The mTORC2/SGK1/NDRG1 Signaling Axis Is Critical for Mesomesenchymal Transition of Pleural Mesothelial Cells and the Progression of Pleural Fibrosis.

Progressive lung scarring due to persistent pleural organization often results in pleural fibrosis (PF). This process affects patients with complicated parapneumonic pleural effusions, empyema, and other pleural diseases prone to loculation. In PF, pleural mesothelial cells undergo mesomesenchymal transition (MesoMT) to become profibrotic, characterized by increased expression of α-smooth muscle actin (α-SMA) and matrix proteins, including collagen (Col)-1. In our previous study, we showed that blocking PI3K/Akt signaling inhibits MesoMT induction in human pleural mesothelial cells (HPMCs). However, the downstream signaling pathways leading to MesoMT induction remain obscure. Here, we investigated the role of mammalian target of rapamycin (mTOR) complexes (mTORC1/2) in MesoMT induction. Our studies show that activation of the downstream mediator mTORC1/2 complex is likewise a critical component of MesoMT. Specific targeting of mTORC1/2 complex using pharmacological inhibitors, such as INK128 and AZD8055, significantly inhibited TGF-β-induced MesoMT markers in HPMCs.

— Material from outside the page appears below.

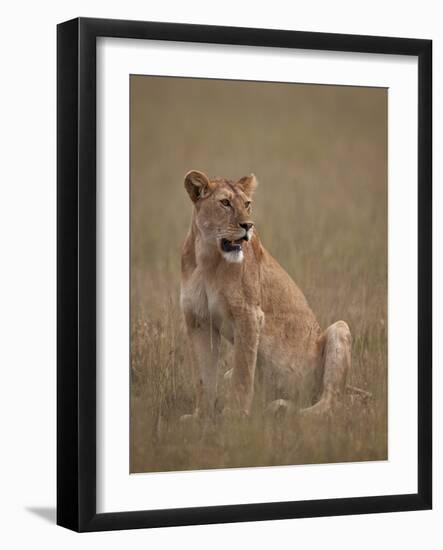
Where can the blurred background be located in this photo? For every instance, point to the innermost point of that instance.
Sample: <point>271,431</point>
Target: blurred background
<point>320,155</point>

We further identified mTORC2/Rictor complex as the principal contributor to MesoMT progression induced by TGF-β. Knockdown of Rictor, but not Raptor, attenuated TGF-β induced MesoMT in these cells. In these studies, we further show that concomitant activation of the SGK1/NDRG1 signaling cascade is essential for inducing MesoMT. Targeting SGK1 and NDRG1 with siRNA and small molecular inhibitors attenuated TGF-β-induced MesoMT in HPMCs. Additionally, preclinical studies in our Streptococcus pneumoniae mediated mouse model of PF showed that inhibition of mTORC1/2 with INK128 significantly attenuated the progression of PF in sub-acute and chronic injury. In conclusion, our studies demonstrate that mTORC2/Rictor-mediated activation of SGK1/NDRG1 are critical for MesoMT induction, and targeting this pathway could inhibit or even reverse the progression of MesoMT and PF.